Re: [Cluster-devel] [PATCH] gfs2: use __vmalloc GFP_NOFS for fs-related allocations.

2015-02-05 Thread Dave Chinner
On Wed, Feb 04, 2015 at 09:49:50AM +, Steven Whitehouse wrote:
 Hi,
 
 On 04/02/15 07:13, Oleg Drokin wrote:
 Hello!
 
 On Feb 3, 2015, at 5:33 PM, Dave Chinner wrote:
 I also wonder if vmalloc is still very slow? That was the case some
 time ago when I noticed a problem in directory access times in gfs2,
 which made us change to use kmalloc with a vmalloc fallback in the
 first place,
 Another of the myths about vmalloc. The speed and scalability of
 vmap/vmalloc is a long solved problem - Nick Piggin fixed the worst
 of those problems 5-6 years ago - see the rewrite from 2008 that
 started with commit db64fe0 (mm: rewrite vmap layer)
 This actually might be less true than one would hope. At least somewhat
 recent studies by LLNL (https://jira.hpdd.intel.com/browse/LU-4008)
 show that there's huge contention on vmlist_lock, so if you have vmalloc
 intense workloads, you get penalized heavily. Granted, this is rhel6 kernel,
 but that is still (albeit heavily modified) 2.6.32, which was released at
 the end of 2009, way after 2008.
 I see that vmlist_lock is gone now, but e.g. vmap_area_lock that is heavily
 used is still in place.
 
 So of course with that in place there's every incentive to not use vmalloc
 if at all possible. But if used, one would still hopes it would be at least
 safe to do even if somewhat slow.
 
 Bye,
  Oleg
 
 I was thinking back to this thread:
 https://lkml.org/lkml/2010/4/12/207
 
 More recent than 2008, and although it resulted in a patch that
 apparently fixed the problem, I don't think it was ever applied on
 the basis that it was too risky and kmalloc was the proper solution
 anyway I've not tested recently, so it may have been fixed in
 the mean time,

IIUC, the problem was resolved with a different fix back in 2011 - a
lookaside cache that avoids the overhead of searching the entire
list on every vmalloc. 

commit 89699605fe7cfd8611900346f61cb6cbf179b10a
Author: Nick Piggin npig...@suse.de
Date:   Tue Mar 22 16:30:36 2011 -0700

mm: vmap area cache

Provide a free area cache for the vmalloc virtual address allocator, based
on the algorithm used by the user virtual memory allocator.

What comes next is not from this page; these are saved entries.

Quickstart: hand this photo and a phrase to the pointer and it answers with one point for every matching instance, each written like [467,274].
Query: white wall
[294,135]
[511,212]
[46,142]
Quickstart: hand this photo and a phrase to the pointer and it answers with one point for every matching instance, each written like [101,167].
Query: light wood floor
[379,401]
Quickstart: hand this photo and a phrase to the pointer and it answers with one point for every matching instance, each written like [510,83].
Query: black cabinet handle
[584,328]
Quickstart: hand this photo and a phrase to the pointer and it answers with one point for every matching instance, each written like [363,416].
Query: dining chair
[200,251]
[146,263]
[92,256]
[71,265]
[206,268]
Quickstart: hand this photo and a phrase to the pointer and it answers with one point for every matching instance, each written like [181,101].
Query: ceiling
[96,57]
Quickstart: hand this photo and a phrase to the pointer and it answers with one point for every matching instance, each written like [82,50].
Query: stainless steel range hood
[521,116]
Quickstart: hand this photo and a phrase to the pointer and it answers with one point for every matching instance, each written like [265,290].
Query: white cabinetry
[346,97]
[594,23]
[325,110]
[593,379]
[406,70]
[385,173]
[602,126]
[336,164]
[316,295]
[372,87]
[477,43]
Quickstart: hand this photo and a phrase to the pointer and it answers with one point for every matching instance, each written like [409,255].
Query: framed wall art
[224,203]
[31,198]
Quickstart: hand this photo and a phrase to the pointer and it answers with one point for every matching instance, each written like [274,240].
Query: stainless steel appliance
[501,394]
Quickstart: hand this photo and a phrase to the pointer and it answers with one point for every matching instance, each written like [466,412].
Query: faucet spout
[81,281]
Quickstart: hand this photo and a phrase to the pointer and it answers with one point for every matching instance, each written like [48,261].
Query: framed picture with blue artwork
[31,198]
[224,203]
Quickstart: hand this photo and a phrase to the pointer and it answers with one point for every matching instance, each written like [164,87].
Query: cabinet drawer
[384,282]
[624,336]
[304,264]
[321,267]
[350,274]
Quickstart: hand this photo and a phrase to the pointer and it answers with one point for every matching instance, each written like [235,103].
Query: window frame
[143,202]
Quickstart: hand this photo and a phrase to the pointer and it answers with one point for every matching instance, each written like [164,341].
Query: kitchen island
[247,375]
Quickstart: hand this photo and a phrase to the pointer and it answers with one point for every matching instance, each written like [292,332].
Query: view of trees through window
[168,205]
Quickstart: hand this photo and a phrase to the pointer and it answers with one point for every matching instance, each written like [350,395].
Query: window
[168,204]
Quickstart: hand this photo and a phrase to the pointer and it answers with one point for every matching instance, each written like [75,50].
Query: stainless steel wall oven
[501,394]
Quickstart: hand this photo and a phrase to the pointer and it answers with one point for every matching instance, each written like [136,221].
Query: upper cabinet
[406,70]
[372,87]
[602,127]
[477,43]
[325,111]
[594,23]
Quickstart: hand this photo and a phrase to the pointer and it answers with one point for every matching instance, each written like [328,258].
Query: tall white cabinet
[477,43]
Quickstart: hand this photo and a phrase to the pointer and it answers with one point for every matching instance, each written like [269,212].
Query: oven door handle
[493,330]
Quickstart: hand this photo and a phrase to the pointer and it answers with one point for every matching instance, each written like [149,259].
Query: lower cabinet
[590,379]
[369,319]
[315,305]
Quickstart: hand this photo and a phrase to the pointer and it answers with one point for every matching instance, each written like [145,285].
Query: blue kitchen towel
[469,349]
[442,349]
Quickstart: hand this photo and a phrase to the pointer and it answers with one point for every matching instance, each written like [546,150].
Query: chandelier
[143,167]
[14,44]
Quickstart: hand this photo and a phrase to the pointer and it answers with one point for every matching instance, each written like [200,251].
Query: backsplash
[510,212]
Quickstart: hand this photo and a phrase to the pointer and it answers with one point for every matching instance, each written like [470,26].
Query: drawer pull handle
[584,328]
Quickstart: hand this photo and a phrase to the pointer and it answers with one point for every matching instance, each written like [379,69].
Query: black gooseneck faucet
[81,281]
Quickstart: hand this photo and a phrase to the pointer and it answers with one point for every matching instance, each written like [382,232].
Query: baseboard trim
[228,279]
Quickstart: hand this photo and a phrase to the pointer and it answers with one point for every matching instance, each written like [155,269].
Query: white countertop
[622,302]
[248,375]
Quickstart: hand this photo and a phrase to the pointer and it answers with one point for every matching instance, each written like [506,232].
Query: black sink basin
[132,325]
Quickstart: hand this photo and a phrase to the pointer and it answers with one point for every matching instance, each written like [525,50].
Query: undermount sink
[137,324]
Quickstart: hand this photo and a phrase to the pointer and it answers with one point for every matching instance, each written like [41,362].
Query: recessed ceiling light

This reduces the number of rbtree operations and linear traversals over
the vmap extents in order to find a free area, by starting off at the last
point that a free area was found.

After this patch, the search will start from where it left off, giving
closer to an amortized O(1).

This is verified to solve regressions reported Steven in GFS2, and Avi in
KVM.


Cheers,

Dave.
-- 
Dave Chinner
da...@fromorbit.com



Re: [Cluster-devel] [PATCH] gfs2: use __vmalloc GFP_NOFS for fs-related allocations.

2015-02-05 Thread Dave Chinner
On Wed, Feb 04, 2015 at 02:13:29AM -0500, Oleg Drokin wrote:
 Hello!
 
 On Feb 3, 2015, at 5:33 PM, Dave Chinner wrote:
  I also wonder if vmalloc is still very slow? That was the case some
  time ago when I noticed a problem in directory access times in gfs2,
  which made us change to use kmalloc with a vmalloc fallback in the
  first place,
  Another of the myths about vmalloc. The speed and scalability of
  vmap/vmalloc is a long solved problem - Nick Piggin fixed the worst
  of those problems 5-6 years ago - see the rewrite from 2008 that
  started with commit db64fe0 (mm: rewrite vmap layer)
 
 This actually might be less true than one would hope. At least somewhat
 recent studies by LLNL (https://jira.hpdd.intel.com/browse/LU-4008)
 show that there's huge contention on vmlist_lock, so if you have vmalloc

vmlist_lock and the list it protected went away in 3.10.

Cheers,

Dave.
-- 
Dave Chinner
da...@fromorbit.com



Re: [Cluster-devel] [PATCH] gfs2: use __vmalloc GFP_NOFS for fs-related allocations.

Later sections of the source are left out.